Hajj 2026 : les pèlerins à Arafat pour le moment le plus sacré
Le coeur du pèlerinage islamique bat ce mardi sur la plaine d'Arafat, où des milliers de fidèles du monde entier se sont rassemblés dans une atmosphère de dévotion et de recueillement profond.

Considérée comme le pivot spirituel du Hajj, la station d'Arafat concentre chaque année l'essentiel de la signification religieuse du pèlerinage. Sans ce passage obligatoire, le Hajj n'est pas valide selon les prescriptions islamiques. C'est sur cette plaine située à une vingtaine de kilomètres de La Mecque que le Prophète Mohammed aurait prononcé son dernier sermon, il y a près de quatorze siècles. Ce poids historique et spirituel explique l'intensité particulière que revêt cette journée pour chaque pèlerin.
Les autorités saoudiennes ont mobilisé un dispositif sécuritaire et sanitaire conséquent pour encadrer le déroulement de cette étape cruciale. La gestion des foules lors du Hajj reste un défi permanent pour le royaume, qui a régulièrement revu ses infrastructures d'accueil après plusieurs tragédies passées, dont la bousculade meurtrière de Mina en 2015. La sécurité des pèlerins constitue désormais une priorité affichée des autorités saoudiennes d'une année sur l'autre.
Pour le Sénégal, pays à très large majorité musulmane, le Hajj occupe une place centrale dans la vie religieuse et sociale. Des milliers de Sénégalais effectuent chaque année ce voyage, souvent après des années d'épargne. Le quota attribué au Sénégal par les autorités saoudiennes est très attendu et sa gestion par le gouvernement fait régulièrement l'objet de débats publics, notamment autour des frais de pèlerinage et de la transparence dans la sélection des candidats.

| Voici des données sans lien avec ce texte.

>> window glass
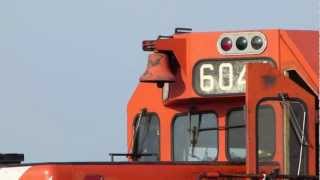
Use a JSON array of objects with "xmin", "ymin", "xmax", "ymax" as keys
[
  {"xmin": 173, "ymin": 113, "xmax": 218, "ymax": 161},
  {"xmin": 257, "ymin": 104, "xmax": 276, "ymax": 162},
  {"xmin": 226, "ymin": 109, "xmax": 246, "ymax": 161},
  {"xmin": 226, "ymin": 105, "xmax": 275, "ymax": 162},
  {"xmin": 281, "ymin": 101, "xmax": 308, "ymax": 175},
  {"xmin": 135, "ymin": 113, "xmax": 160, "ymax": 161}
]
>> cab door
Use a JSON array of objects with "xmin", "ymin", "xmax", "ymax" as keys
[{"xmin": 246, "ymin": 64, "xmax": 317, "ymax": 176}]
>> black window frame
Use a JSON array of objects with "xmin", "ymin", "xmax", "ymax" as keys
[
  {"xmin": 171, "ymin": 110, "xmax": 220, "ymax": 164},
  {"xmin": 225, "ymin": 104, "xmax": 277, "ymax": 163},
  {"xmin": 256, "ymin": 96, "xmax": 310, "ymax": 174},
  {"xmin": 225, "ymin": 107, "xmax": 247, "ymax": 163},
  {"xmin": 132, "ymin": 112, "xmax": 161, "ymax": 162}
]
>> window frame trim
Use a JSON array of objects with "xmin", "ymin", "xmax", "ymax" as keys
[
  {"xmin": 132, "ymin": 111, "xmax": 161, "ymax": 162},
  {"xmin": 170, "ymin": 110, "xmax": 220, "ymax": 164},
  {"xmin": 256, "ymin": 97, "xmax": 310, "ymax": 174},
  {"xmin": 225, "ymin": 105, "xmax": 277, "ymax": 164}
]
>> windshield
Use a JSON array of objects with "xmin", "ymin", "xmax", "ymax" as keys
[{"xmin": 173, "ymin": 113, "xmax": 218, "ymax": 161}]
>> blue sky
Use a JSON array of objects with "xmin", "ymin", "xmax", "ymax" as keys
[{"xmin": 0, "ymin": 0, "xmax": 320, "ymax": 162}]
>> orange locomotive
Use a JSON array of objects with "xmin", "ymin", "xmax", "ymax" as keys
[{"xmin": 0, "ymin": 28, "xmax": 319, "ymax": 180}]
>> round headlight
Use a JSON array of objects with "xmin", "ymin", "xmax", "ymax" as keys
[
  {"xmin": 220, "ymin": 37, "xmax": 232, "ymax": 51},
  {"xmin": 236, "ymin": 36, "xmax": 248, "ymax": 50},
  {"xmin": 251, "ymin": 36, "xmax": 263, "ymax": 50}
]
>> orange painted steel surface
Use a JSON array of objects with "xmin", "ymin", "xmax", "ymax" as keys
[{"xmin": 0, "ymin": 29, "xmax": 319, "ymax": 180}]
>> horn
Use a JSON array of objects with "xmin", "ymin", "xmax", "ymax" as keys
[{"xmin": 140, "ymin": 53, "xmax": 175, "ymax": 84}]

À l'échelle du continent africain, l'Afrique subsaharienne représente une part croissante des pèlerins qui convergent vers les Lieux Saints. Nigeria, Sénégal, Mali, Côte d'Ivoire ou encore Guinée envoient chaque année des contingents importants, témoignant de l'enracinement profond de l'islam en Afrique de l'Ouest. Cette présence africaine massive lors du Hajj est aussi le reflet d'une démographie musulmane en pleine expansion sur le continent.
La journée d'Arafat, appelée «waquf», se conclut au coucher du soleil par un départ vers Muzdalifa, nouvelle étape du rite avant le retour vers Mina et La Mecque. Les prochaines heures seront donc décisives pour des milliers de pèlerins sénégalais et africains engagés dans ce voyage d'une vie.